Tuesday, January 30, 2018

For scientists who have no other option but to do analysis on closed/limited access corpuses, a discussion on the merits and drawbacks of text-mining such corpuses is irrelevant. For them, it is a choice of either doing their science or not doing it at all.

But, let us consider the scientists who do have a choice. This discussion applies really only to this latter group who can either choose to conduct their research using alternative corpuses, or to dig their feet in the ground and insist upon more liberal licensing terms in line with the spirit of open science.

Restricting myself to just this group of scientists, I see no strength or opportunity in conducting text mining on closed/limited/restricted access text under onerous/restrictive licensing:

  • licenses that restrict sharing of text mining output undermine the ideals and even the practical motivations of academia
  • agreeing to the restrictive terms of publishers potentially weakens subsequent claims to accessing scientific corpuses under open terms

Friends of mine have been working on a text-mining project in the course of which they are building a very large corpus that is off-limits to the general public. This is because of a special and restrictive license negoatiated between the university and a big-name publisher:

  1. If the publisher had put very onerous terms in the license agreement that allowed you to download the papers, would you have done the project?

This describes our starting point. The university had already signed draconian agreements that gave up rights that we would have normally had under copyright law.

  1. Let’s assume that the terms were onerous enough to be unacceptable to you. But doing that research was really important for you. Would you have accepted the terms or would you have chosen to forego that research and do something else?

Re-negotiation of terms is what we have spent a lot of time doing so #2 is part of what we are still doing now. It is a pain in the ass and slow, as multiple back-and-forths are required. What we are doing is new.

  1. Do you in any way now feel hamstrung by the terms now that you are well into your project? Any regrets for having signed that?

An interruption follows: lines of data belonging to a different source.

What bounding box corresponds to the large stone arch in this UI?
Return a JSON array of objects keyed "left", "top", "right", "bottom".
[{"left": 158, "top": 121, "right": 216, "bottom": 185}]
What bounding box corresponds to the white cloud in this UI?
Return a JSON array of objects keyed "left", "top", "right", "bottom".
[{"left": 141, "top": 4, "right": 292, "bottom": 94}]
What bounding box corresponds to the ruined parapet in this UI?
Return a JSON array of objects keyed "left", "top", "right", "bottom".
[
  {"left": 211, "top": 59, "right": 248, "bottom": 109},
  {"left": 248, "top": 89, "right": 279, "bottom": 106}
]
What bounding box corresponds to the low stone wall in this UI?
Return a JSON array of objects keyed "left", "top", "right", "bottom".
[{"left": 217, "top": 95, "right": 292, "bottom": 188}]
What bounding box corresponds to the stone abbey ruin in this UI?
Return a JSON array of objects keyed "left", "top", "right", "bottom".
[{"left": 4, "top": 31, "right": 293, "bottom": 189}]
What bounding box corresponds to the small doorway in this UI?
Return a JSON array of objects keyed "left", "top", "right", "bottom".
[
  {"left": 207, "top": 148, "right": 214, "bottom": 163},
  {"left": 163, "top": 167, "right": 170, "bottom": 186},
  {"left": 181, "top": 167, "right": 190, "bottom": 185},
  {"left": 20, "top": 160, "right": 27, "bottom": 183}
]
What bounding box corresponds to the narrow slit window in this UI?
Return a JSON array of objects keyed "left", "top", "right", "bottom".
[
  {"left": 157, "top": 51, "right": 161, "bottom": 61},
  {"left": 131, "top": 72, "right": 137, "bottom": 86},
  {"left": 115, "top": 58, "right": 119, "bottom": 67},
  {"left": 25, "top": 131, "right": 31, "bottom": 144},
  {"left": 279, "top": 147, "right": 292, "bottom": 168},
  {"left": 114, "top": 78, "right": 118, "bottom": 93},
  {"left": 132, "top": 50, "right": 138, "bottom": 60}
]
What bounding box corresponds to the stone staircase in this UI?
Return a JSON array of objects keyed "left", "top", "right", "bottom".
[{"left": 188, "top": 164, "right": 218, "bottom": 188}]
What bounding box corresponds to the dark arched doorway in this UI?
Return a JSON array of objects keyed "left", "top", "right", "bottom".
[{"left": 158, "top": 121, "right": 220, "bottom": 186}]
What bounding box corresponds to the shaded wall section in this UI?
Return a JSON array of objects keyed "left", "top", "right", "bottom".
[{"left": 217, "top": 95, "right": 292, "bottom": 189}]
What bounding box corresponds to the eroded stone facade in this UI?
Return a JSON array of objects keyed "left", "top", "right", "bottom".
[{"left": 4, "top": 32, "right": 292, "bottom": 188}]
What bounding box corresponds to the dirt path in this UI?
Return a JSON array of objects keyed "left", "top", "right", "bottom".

To some extent #3 applies, but for the most part we have the range of uses we would like. There are gray areas about what we can and cannot distribute/do because of the multiple steps of separation between origial document and a result/product. Nobody has access to the original documents, nobody has access to “full corpus downloads” of first-step software output from those documents (e.g., ocr, NLP). I think that satisfies the contracts. use after that point is outside of the restrictions of any kind, though we expect citation


The above experience seems quite in line with the kind of outcome we can expect if we negotiate these one-off terms with the publishers. if one compromises on principle, if the principle is negotiable, then it is not a principle. I do believe that one has to take a truly principled stance against the publishers. This is particularly meaningful (and problematic) for a researcher who has to either stay true to the principle and forego the research or do the research at the cost of the principle.